Keeping a log — in an app like Memori or in any form — of tantrum frequency, duration, and apparent triggers can also be practically useful: when you describe what's happening to a pediatrician or public health nurse, an objective record is more informative than emotional memory, for both the clinician and for you.
Summary
Tantrums are a near-universal phenomenon in preschool-age children, and their presence alone does not imply a developmental concern [1]. What raises the level of concern is a combination of qualitative features: repeated self-injury, serious aggression toward others, tantrum behavior occurring consistently outside the home, and markedly difficult recovery [3].
When it comes to identifying ASD or ADHD, the pattern of social communication development is a more discriminating signal than the form or intensity of tantrums [4]. If something feels off, bring it to your pediatrician before running a comparison against an average — the cost of consulting is low, and the value of acting early is not.
References
- Wakschlag LS, Choi SW, Carter AS, et al.

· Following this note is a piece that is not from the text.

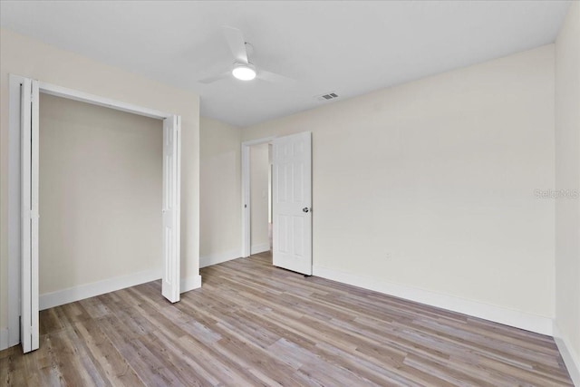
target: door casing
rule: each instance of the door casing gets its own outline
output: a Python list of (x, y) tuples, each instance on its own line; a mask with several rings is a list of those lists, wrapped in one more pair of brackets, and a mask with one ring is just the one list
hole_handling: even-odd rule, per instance
[[(24, 83), (37, 82), (37, 91), (39, 92), (54, 95), (57, 97), (66, 98), (69, 100), (79, 101), (110, 109), (114, 109), (132, 114), (141, 115), (145, 117), (159, 120), (176, 120), (180, 123), (180, 117), (175, 116), (163, 111), (144, 108), (130, 103), (111, 100), (83, 92), (67, 89), (51, 83), (34, 81), (30, 78), (10, 74), (9, 76), (9, 135), (8, 135), (8, 340), (7, 345), (13, 346), (20, 343), (20, 310), (21, 302), (21, 265), (22, 265), (22, 152), (21, 152), (21, 85)], [(180, 126), (178, 126), (177, 149), (178, 155), (180, 156), (181, 136)], [(34, 150), (37, 152), (38, 149)], [(34, 153), (33, 152), (33, 153)], [(36, 154), (36, 158), (37, 158)], [(34, 158), (34, 155), (32, 155)], [(180, 157), (177, 159), (177, 171), (180, 171)], [(180, 173), (177, 174), (178, 185), (180, 187)], [(179, 194), (179, 192), (178, 192)], [(178, 195), (177, 208), (180, 208), (179, 197)], [(34, 214), (32, 214), (34, 215)], [(38, 215), (38, 214), (36, 214)], [(178, 212), (177, 217), (180, 216)], [(179, 230), (179, 229), (178, 229)], [(179, 243), (179, 237), (177, 237), (177, 243)], [(177, 260), (180, 261), (179, 256), (179, 247)], [(179, 265), (174, 266), (179, 267)], [(34, 268), (31, 267), (31, 276), (34, 274)], [(38, 267), (35, 268), (36, 283)], [(179, 281), (177, 285), (179, 286)], [(34, 308), (34, 301), (31, 301), (31, 305)], [(38, 299), (35, 300), (35, 309), (38, 309)], [(32, 348), (34, 350), (34, 348)]]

Defining the developmental parameters of temper loss in early childhood: implications for developmental psychopathology. J Child Psychol Psychiatry. 2012;53(11):1099–1108. doi:10.1111/j.1469-7610.2012.02595.x. PMID: 22928674.

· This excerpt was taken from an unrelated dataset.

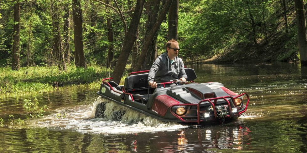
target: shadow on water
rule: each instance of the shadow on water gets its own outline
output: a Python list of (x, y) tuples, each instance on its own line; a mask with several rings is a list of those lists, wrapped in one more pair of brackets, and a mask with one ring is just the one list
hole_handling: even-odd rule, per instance
[[(92, 104), (98, 89), (84, 86), (3, 96), (0, 152), (307, 151), (306, 67), (295, 63), (193, 67), (196, 82), (218, 81), (236, 92), (248, 94), (247, 111), (230, 122), (187, 126), (161, 123), (111, 104), (105, 106), (112, 108), (106, 114), (109, 118), (94, 118)], [(34, 96), (40, 106), (49, 106), (45, 117), (26, 121), (23, 126), (10, 126), (8, 115), (24, 119), (23, 101)], [(124, 110), (123, 119), (112, 120), (111, 112)], [(65, 116), (59, 118), (59, 113)]]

- Potegal M, Davidson RJ. Temper tantrums in young children: 1. Behavioral composition. J Dev Behav Pediatr. 2003;24(3):140–147. PMID: 12806225.
- Belden AC, Thomson NR, Luby JL. Temper tantrums in healthy versus depressed and disruptive preschoolers: defining tantrum behaviors associated with clinical problems. J Pediatr. 2008;152(1):117–122. doi:10.1016/j.jpeds.2007.06.030. PMID: 18154912.
- Zwaigenbaum L, Bauman ML, Fein D, et al. Early identification of autism spectrum disorder: recommendations for practice and research. Pediatrics. 2015;136(Suppl 1):S10–S40. doi:10.1542/peds.2014-3667C. PMID: 26430168.
- Robins DL, Casagrande K, Barton M, Chen CA, Dumont-Mathieu T, Fein D. Validation of the modified checklist for autism in toddlers, revised with follow-up (M-CHAT-R/F). Pediatrics. 2014;133(1):37–45. doi:10.1542/peds.2013-1813. PMID: 24366990.